I know people do this ALL THE TIME. But I can't do it alone. I just can't. My mind is seriously BOGGLED by single parents, military wives/husbands, etc. BLOWN AWAY. I may have mentioned before this phenomenon my cousin once pointed out, about how we become so reliant on our significant other in the daily dance of parenting, but when we are forced to fly solo we get these superpowers and just handle shit like a boss, because, hey, these grapes ain't peelin' themselves. Well, this is still true. For like 8 hours, max. After that it's the point of diminishing returns. It's good to know you have the ability to lock it up when you need to, but it's so much nicer to know that if/when you can't, there's someone there to pick up the slack.

It's not all terrible, of course. Sometimes I look at my children and think, "What lovely laughing little miracles they are, how lucky am I to be their mother?" And other times I think "Is immaculate conception with the devil a thing?" This weekend was more of the latter. The kids have been sick for three weeks. I've been sick for two weeks and 6 days. The dog doesn't like to walk on grass, and uses the carpet as grass instead. In addition, she has consumed $200 of footwear in the past 72 hours. I don't know how to work the television, and, apparently, my son does not like my face and would like to have a mother that is not me. Let's just say it was a rough weekend.

There were a couple of bright spots, like our time at the Children's Museum - a glorious two hour cease fire of the incessant screaming, fighting, whining and crying.

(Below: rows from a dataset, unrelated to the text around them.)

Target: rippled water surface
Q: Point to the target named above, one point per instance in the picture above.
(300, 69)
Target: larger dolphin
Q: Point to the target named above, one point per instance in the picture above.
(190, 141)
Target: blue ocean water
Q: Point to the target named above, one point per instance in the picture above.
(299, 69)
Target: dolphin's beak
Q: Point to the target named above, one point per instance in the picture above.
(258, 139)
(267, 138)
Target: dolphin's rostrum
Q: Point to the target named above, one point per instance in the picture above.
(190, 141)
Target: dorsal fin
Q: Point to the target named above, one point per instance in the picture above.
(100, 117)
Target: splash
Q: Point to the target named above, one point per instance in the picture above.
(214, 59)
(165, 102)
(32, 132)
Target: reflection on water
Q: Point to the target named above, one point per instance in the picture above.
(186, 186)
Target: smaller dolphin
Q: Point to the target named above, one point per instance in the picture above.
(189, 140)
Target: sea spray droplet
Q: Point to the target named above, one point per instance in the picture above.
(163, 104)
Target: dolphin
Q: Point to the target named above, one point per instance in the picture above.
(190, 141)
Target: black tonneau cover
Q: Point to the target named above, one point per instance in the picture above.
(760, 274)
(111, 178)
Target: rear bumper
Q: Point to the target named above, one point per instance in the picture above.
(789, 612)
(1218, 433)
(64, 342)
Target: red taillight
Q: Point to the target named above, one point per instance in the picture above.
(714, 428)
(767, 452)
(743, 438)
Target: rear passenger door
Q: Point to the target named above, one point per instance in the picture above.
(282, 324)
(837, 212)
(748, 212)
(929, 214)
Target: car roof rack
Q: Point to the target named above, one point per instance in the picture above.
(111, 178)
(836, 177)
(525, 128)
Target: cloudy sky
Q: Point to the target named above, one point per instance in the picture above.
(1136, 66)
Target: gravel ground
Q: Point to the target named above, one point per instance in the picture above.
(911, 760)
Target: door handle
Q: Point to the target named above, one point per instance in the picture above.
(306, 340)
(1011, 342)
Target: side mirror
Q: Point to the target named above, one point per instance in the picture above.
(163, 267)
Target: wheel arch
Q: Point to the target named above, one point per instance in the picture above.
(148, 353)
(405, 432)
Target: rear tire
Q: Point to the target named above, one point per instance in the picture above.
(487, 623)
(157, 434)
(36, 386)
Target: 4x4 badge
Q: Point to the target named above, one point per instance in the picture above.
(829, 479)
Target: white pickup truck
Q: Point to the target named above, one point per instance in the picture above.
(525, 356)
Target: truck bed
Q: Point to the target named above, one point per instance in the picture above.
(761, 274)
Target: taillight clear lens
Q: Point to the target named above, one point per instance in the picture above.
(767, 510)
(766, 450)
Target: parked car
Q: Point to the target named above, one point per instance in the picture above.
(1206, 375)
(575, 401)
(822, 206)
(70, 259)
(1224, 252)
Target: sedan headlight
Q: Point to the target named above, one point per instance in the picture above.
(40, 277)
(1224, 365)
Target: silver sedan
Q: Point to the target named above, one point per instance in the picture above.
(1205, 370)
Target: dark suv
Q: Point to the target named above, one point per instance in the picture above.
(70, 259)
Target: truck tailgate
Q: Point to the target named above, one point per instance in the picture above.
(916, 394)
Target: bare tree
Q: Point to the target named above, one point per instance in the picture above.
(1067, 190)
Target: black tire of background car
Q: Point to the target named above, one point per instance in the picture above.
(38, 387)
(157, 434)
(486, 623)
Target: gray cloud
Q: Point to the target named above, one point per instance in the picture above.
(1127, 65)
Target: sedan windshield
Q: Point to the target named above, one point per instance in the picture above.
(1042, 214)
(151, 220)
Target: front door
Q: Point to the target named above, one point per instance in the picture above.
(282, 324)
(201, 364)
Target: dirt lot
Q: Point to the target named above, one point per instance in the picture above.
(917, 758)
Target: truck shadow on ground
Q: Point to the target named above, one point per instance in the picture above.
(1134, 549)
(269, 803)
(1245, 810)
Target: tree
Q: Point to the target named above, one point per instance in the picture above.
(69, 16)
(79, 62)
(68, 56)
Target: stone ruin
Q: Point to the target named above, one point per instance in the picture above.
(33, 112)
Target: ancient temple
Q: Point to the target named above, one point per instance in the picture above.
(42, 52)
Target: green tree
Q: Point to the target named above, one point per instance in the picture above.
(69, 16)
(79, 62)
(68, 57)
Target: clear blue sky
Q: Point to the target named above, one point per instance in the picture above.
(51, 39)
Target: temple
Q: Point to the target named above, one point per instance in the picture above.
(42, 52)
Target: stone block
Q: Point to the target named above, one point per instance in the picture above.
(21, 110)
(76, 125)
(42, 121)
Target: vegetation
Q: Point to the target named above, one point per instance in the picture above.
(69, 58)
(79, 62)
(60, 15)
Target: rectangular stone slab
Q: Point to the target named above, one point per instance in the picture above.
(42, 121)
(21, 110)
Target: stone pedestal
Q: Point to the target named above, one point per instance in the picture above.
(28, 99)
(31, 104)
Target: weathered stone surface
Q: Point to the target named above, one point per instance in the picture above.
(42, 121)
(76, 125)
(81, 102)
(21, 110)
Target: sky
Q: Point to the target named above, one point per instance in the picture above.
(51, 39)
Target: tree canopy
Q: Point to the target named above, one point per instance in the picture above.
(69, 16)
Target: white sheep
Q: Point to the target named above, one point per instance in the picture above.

And the sweetest/saddest moment where Colby insisted on bringing a photo of our old Blue on a hike with the new pup Feta "so Bwue won't get sad we went wifout her." (She's actually insisted on sleeping with pics of Blue the last couple of nights, too! *Tears.*)

Colby, Jack, and "Our Dog That is Not Dead," Feta
Not Pictured: Photograph of "Our Dog That is Dead," Blue
But the rest of the time? Goodnight Irene, as my grandmother would say. We all felt like shit. I dosed the kids with baby Tylenol and I was popping these babies like Tic Tacs:

"Back Pain-Off," with NSAIDs, Acetaminophen and Caffeine
Nabbed this at work. It's a tiny bit like magic.
Here is my increasingly desperate and insane thought process beginning Sunday night:

6:00pm: Oh thank God it's almost over. One good thing about Daylight Savings - I can get the kids to bed earlier. I'm usually not one for drinking alone, but desperate times call for desperate measures. I've earned it. Come to Mama.

A romantical evening with me, myself, and I.
It's not drinking alone if your kids are home. That's a thing, right?
7:00pm: Ain't nobody got time for white wine and strawberries. Shit just got serious. Time to bring in the big guns.

Warning: They sell It's-Its in 12-packs
8:01pm: Fucket.

I'm just kidding. I didn't actually take Nyquil. That shit turns me into a straight tweaker.
On a side note, why don't they sell Theraflu anymore? All I can ever find is the generic CVS brand called Flu-Off or whatever. Anyway, me and Flu-Off had a moment.
8:30am: How on God's green earth did we wake up at 6am and still not manage to get out of the house on time?

"extra" hour my ass.
source
And of course we wouldn't forget to leave a love note for Daddy upon his return:


Naturally, by lunch time on Monday I was wistfully flipping through photos of the little beasties on my phone, my heart expanding with maternal love. Four hours is all it takes for total momnesia to set in. Motherhood, or Stockholm Syndrome? You tell me.

Of course, I didn't miss them enough to cancel my long-overdue post-work-pedi, or make any move to assist DM when he was being tortured by shrieking pygmies at bath time. Let's be real. This one's all you, buddy! You got this! After all, I wouldn't want to interfere with the development of his SuperDad powers!

I will say. If I ever only have 72 hours to live, I'll be sure to spend it alone with small children, so it'll seem like it lasts FOREVER ;)

2 comments :

  1. You nailed it! This is exactly how I feel whenever Almost-Husband is gone for any length of time. Kids are exhausting, especially when you're not feeling well! Good to know I'm not the only one who compares motherhood to Stockholm Syndrome!